Choosing a listing price when selling your house requires strategy. The listing price is a critical element of the saleability of your house and has the ability to attract potential buyers or turn them away.
A successful pricing strategy will not only attract potential buyers to visit the home but also cause them to put an offer in writing that allows you to net the highest dollar possible.
This is one of the first questions most sellers ask themselves, “Is the agent able to show me what buyers are willing to pay for a house like mine in today’s market.”
There are a few different methods that are used to value a house. The main one REALTORS®, appraisers, and tax assessment organizations use is the Comparative Market Analysis (CMA) which asks that exact question, what are buyers paying for that type of house in that area.
Other valuation methods used by various industries include:
- Land appreciation vs structure depreciation
- Rebuild construction cost
- Land value
- Better & higher use
As we stick to the CMA for the vast majority of residential units (including condos) buyers and sellers often notice distinct differences in price from area to area and amongst housing styles, even when build by the same developer in the same time frame or being the same size. Studies have shown that the following criteria can affect housing prices:
- Location ± 35%
- Type ± 11%
- School ratings ± 10%
- Style ± 9%
So let’s discuss the 3 pricing strategies we review with home sellers and how they work. For the purpose of this example let’s assume a house is worth $525,000
In the traditional method, you could list the house at $549,900, just about 5% over the value of the house. If the house doesn’t sell in the first 30 days or attract enough potential buyers you might reduce the listing price by $10k (about 2%) to $539,900 to see if it generates more interest. If that does not stimulate more interest or offers you might reduce it a bit more to say $529,900, and continue to do so until you find the goldilocks zone.

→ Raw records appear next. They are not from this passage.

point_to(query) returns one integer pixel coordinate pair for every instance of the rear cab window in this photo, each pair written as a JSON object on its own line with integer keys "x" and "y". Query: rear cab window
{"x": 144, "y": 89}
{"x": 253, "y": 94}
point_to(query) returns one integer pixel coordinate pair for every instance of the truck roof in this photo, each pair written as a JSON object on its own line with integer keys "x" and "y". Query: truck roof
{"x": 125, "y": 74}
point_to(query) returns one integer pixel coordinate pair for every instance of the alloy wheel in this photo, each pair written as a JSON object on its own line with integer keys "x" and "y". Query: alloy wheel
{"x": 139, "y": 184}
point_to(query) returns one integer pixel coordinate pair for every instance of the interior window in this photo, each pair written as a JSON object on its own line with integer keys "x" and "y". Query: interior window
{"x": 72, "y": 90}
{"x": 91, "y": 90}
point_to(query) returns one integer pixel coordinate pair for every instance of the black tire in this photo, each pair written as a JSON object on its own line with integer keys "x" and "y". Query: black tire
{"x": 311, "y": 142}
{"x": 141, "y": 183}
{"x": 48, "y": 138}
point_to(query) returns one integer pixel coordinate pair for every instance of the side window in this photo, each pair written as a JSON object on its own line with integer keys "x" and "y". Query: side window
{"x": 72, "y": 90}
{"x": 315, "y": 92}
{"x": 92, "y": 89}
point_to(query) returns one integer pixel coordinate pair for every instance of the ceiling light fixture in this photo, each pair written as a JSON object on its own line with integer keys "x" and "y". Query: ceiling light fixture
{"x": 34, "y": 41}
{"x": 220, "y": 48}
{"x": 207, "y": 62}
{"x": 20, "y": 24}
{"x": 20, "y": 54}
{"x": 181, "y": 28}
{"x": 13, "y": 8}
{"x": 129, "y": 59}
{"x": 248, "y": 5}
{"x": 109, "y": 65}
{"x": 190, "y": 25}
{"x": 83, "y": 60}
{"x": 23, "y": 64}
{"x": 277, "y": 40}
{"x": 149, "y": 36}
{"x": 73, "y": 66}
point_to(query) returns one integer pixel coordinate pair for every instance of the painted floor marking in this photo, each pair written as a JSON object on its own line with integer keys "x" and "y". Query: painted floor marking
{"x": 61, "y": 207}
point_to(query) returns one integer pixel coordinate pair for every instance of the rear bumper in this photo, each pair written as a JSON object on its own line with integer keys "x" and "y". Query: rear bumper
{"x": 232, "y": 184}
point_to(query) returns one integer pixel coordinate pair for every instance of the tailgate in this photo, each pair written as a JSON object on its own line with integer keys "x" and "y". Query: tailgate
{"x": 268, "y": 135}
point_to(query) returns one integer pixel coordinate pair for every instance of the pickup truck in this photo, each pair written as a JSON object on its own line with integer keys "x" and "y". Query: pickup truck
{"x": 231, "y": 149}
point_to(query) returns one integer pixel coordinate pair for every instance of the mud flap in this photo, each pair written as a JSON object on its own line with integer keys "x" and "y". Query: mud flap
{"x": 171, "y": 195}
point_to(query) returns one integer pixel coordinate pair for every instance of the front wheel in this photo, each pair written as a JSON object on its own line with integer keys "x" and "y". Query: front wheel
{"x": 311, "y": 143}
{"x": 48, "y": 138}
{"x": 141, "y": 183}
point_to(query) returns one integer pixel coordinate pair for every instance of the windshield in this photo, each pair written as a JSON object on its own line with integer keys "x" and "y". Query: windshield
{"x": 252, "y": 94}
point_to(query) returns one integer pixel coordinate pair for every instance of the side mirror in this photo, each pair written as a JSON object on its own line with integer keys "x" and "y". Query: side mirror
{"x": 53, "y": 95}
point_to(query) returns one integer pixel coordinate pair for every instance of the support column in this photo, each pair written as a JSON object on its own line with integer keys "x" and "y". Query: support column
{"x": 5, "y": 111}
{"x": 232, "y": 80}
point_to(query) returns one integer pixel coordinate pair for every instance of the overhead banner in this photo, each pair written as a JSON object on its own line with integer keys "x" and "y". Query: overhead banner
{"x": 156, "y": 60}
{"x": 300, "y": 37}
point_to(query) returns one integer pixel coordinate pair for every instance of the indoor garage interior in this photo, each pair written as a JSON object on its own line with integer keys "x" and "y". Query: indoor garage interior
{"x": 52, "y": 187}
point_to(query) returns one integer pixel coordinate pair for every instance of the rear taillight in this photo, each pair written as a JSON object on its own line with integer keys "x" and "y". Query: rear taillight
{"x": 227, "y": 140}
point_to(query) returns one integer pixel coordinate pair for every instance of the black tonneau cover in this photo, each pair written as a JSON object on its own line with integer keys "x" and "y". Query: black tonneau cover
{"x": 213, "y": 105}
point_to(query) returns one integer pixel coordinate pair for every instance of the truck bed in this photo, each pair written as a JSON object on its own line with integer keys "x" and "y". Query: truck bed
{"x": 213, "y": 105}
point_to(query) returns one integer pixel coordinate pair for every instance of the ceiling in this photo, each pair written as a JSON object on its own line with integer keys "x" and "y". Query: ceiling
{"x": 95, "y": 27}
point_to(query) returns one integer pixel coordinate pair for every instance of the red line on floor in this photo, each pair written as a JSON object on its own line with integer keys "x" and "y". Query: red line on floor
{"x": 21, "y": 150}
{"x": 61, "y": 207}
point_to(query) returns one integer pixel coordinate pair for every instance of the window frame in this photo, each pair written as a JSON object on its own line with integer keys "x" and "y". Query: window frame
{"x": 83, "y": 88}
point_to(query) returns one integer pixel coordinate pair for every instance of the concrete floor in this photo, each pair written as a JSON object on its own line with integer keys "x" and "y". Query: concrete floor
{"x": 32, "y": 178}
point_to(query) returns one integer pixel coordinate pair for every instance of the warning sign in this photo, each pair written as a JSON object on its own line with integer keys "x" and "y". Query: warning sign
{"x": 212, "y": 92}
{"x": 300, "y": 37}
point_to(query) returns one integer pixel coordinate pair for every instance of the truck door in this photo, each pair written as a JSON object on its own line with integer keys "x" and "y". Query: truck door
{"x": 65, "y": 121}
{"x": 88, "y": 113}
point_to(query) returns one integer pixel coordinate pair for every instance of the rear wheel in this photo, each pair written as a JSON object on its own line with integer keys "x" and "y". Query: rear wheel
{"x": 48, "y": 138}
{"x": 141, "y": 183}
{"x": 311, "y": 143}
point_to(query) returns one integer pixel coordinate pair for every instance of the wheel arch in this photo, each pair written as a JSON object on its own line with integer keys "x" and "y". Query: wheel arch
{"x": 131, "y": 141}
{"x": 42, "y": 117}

This method is good for “testing the waters” or in a market where there has been little activity leaving the potential price a buyer could pay questionable.
Little Bit More Method
In a more active or flat market, the little bit more method might have you set the listing price around $527,900 (just a 0.5-1% higher). When people come to see your house they will be excited, they will know from recent sales that the house is well priced and should generate an offer in the first week or 2 that are very close to the listing price.
The reason for this is the buyer’s REALTORS® consulting with them will point out the relative newness of the house on the market causing them to believe the seller won’t take much less, especially with a lot of interest.
Bid Up Method
Very common in hot markets the bid up method does work in any area or market that has very recent comparables at the value of the house. BY listing a bit lower than perceived value, say $497,000 (about 5% below) all the potential buyers will see this is great real estate VALUE. While the house might not be the right for every family and may attract a lot of interest and showings you should end up with 2 or 3 potential buyers who may bring offers. During a multiple-offer scenario, these potential buyers will bid up wondering “how much more do I have to offer to beat the other offers to be the winning bid.”
Be sure to discuss these strategies with your REALTOR® before choosing one and their success depends on the market and neighbourhood. A relatively slow market or area where housing styles and types vary widely may require the traditional method, whereas a hot market may see buyer reluctance avoid the bid up method. These strategies also vary based on buyer demand and the volume of recent sales activities.